Why Instant Ramen Inventor Momofuku Ando Floats in Space in Google Doodle
Today's Google "Doodle" celebrates the 105th birthday of Momofuku Ando.
-- Today's Google "Doodle" honors the father of instant noodles: Momofuku Ando, the Taiwanese-Japanese founder of the Nissin Food Products Co.
Ando would have turned 105 today had he not died of heart failure in January 2007 at the age of 96. With Taiwanese parents, Ando was born in Taiwan during the Japanese occupation of Taiwan and became a Japanese citizen after World War II.
He started with chicken-broth noodles in cellophane bags behind his house in Ikeda, Japan. Today, Nissin sells instant ramen, chow mein and pasta noodles in cups, bowls and plastic packaging.

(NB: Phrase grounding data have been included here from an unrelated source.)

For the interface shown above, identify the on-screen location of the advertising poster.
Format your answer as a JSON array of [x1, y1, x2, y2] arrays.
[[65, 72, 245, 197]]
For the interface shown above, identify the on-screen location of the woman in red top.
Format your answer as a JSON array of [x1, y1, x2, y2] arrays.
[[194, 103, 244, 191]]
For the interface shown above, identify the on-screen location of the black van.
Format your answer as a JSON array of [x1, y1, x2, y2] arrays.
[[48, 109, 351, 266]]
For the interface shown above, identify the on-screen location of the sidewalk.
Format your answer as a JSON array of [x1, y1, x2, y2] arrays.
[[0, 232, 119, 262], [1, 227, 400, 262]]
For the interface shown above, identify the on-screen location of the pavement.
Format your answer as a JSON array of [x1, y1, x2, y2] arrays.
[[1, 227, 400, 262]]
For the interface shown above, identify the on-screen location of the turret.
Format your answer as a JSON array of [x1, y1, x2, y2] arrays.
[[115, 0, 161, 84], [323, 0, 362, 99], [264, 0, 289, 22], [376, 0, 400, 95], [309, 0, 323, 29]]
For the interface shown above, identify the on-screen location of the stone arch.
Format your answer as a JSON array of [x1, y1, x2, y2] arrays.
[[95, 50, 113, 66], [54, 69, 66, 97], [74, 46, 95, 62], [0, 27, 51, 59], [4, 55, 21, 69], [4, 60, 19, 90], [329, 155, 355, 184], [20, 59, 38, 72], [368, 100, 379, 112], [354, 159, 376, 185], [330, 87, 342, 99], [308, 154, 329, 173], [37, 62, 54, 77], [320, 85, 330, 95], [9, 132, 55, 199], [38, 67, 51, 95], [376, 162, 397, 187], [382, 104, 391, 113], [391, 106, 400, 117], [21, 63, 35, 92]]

Google is featuring three illustrations of Ando, and one of which he is seen floating in space. Why? In the 1990s, he introduced instant noodles that could be eaten beyond Earth: “Space Ram.”
“People have to eat no matter where they go, even outer space," he said, according to Google's blog.
In July 2005, Nissin vacuum-packed instant noodles for Japanese astronaut Soichi Noguchi on the space shuttle Discovery.
“I’ve realized my dream that noodles can go into space," Ando said at the time, according to his obituary in The New York Times.
In the other doodles, Ando is shown inspecting noodles under a microscope and waiting for his noodles to warm up during a significantly shorter amount of time than the typical three minutes.